Montaigne escreveu, nos Ensaios, que um dos problemas trazidos pela má memória é que você esquece as mentiras que contou.
Isso cabe perfeitamente para Gilmar Mendes na entrevista que ele concedeu a Jorge Bastos Moreno, blogueiro do Globo.
O assunto era a infame carona que Gilmar pegou com Temer no avião presidencial.
Gilmar estava tentando desesperadamente justificar o injusticável quando Lula apareceu na conversa.
Gilmar disse que Lula nunca lhe pediu nada quando presidente. Gilmar colocou Lula na entrevista a Moreno para dizer que mantém com Temer o mesmo padrão de relacionamento "republicano".
Mas um momento.
Não foi Gilmar que foi procurado secretamente por Lula, às vésperas do Mensalão, com um pedido abjeto de postergar os julgamentos para que o PT não fosse prejudicado nas eleições de 2012?

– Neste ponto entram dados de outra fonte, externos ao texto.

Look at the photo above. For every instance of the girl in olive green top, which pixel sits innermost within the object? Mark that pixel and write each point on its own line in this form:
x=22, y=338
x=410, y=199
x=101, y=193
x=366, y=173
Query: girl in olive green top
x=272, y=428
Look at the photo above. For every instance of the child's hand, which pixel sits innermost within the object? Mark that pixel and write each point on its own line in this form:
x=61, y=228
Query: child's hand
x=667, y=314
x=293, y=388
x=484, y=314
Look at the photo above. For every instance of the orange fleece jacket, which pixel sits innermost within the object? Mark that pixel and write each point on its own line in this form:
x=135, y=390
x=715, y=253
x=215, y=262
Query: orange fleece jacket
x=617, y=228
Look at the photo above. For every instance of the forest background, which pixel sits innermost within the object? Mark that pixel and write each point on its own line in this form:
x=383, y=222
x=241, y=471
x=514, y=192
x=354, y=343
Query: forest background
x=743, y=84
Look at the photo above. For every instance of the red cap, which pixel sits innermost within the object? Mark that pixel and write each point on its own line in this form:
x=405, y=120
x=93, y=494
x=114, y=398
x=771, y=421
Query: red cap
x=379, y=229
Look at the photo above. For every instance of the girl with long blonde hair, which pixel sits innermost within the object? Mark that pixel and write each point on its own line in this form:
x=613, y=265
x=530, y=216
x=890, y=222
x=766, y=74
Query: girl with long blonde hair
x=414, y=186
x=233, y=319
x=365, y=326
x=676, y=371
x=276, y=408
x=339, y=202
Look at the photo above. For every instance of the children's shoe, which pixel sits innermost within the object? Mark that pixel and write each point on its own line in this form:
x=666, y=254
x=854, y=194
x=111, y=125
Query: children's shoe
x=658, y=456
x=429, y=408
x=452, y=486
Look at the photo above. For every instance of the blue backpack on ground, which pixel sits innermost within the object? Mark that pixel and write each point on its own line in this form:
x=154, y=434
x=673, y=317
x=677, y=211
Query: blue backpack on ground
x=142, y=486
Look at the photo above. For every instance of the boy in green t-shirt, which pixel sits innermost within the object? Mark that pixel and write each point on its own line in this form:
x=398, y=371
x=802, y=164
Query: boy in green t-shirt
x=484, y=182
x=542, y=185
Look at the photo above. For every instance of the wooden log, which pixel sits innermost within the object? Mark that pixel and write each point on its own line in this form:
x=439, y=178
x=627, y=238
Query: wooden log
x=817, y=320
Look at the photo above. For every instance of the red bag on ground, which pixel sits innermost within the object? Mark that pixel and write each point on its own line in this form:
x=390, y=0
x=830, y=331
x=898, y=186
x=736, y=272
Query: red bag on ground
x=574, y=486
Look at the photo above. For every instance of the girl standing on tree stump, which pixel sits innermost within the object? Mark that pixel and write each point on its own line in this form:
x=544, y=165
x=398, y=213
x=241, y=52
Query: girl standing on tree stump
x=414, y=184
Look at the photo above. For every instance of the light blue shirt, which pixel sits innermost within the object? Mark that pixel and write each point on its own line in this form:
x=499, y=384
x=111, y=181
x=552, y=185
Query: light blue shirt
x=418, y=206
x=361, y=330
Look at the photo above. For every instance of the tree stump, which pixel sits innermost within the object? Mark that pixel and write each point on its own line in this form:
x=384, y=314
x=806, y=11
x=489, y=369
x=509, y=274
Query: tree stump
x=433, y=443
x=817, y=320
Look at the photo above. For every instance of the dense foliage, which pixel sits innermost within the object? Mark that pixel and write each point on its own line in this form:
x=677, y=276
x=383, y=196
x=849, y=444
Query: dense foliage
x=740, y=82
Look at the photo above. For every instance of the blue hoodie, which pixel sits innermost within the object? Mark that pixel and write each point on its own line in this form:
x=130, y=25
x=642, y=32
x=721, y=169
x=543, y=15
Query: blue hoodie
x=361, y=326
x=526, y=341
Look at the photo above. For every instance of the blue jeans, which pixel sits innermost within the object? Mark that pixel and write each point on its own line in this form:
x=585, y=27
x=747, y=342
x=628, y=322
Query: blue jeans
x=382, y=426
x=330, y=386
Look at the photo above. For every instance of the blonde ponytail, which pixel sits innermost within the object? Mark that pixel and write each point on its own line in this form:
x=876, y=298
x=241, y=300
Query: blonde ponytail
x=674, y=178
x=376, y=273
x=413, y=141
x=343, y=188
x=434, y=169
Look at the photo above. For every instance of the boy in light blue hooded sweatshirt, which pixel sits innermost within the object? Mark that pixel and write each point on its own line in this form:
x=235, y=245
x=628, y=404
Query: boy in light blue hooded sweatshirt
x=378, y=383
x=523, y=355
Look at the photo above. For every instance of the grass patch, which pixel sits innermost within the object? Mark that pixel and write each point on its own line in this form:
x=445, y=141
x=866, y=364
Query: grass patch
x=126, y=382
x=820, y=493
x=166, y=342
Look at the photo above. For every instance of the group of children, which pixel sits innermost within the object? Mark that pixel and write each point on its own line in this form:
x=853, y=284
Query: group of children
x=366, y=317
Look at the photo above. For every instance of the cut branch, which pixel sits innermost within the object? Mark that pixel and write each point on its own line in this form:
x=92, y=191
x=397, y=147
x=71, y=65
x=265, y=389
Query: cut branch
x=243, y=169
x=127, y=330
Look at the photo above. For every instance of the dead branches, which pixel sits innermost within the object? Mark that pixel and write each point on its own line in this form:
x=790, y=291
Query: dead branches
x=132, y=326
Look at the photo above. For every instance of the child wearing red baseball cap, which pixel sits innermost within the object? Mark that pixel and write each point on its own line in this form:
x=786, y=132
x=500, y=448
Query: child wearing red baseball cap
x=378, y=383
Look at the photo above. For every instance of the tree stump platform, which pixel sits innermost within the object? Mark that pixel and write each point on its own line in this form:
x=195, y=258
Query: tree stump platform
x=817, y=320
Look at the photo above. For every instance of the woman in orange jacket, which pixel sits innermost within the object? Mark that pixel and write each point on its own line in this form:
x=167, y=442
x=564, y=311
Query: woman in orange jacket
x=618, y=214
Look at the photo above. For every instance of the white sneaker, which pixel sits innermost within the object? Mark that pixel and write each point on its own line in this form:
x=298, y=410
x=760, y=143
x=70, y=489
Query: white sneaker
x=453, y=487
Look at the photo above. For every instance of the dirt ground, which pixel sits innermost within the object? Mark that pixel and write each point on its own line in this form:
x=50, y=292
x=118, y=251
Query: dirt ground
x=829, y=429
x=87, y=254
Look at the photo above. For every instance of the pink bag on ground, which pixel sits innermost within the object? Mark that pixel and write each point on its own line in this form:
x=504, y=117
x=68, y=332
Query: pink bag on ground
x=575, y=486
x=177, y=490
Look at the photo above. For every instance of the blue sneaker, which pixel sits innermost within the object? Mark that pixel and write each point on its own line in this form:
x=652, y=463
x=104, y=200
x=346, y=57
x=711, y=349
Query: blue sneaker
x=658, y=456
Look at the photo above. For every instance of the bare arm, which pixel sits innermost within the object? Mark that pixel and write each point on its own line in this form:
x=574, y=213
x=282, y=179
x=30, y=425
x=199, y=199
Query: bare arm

A mídia massacrou Lula. A Veja, particularmente, tratou do falso pedido por semanas intermináveis.
Você pode imaginar o tom dos textos. Lula não era acusado de procurar Gilmar. Ele tinha procurado Gilmar. Não era uma denúncia, segundo a Veja: era um fato consumado.
Nas reportagens, ou melhor, nas pseudo-reportagens sobre o caso, Gilmar era um heroi da República. E Lula, bem, Lula era um corrupto para o qual não havia limites.
Gilmar jamais esclareceu a história. Nunca saiu do pedestal para dizer que Lula nunca lhe pedira nada.
Não lhe convinha. Ele provavelmente gostou do papel de mocinho que lhe deram na trama.
Passados anos, eis que a verdade emerge. Ou a mentira submerge.
Quantas outras calúnias a Veja publicou? Cem, duzentas?
O certo é que a revelação tardia de Gilmar ajuda a entender melhor Lula, a Veja, a mídia plutocrata, o golpe — e sobretudo o próprio Gilmar.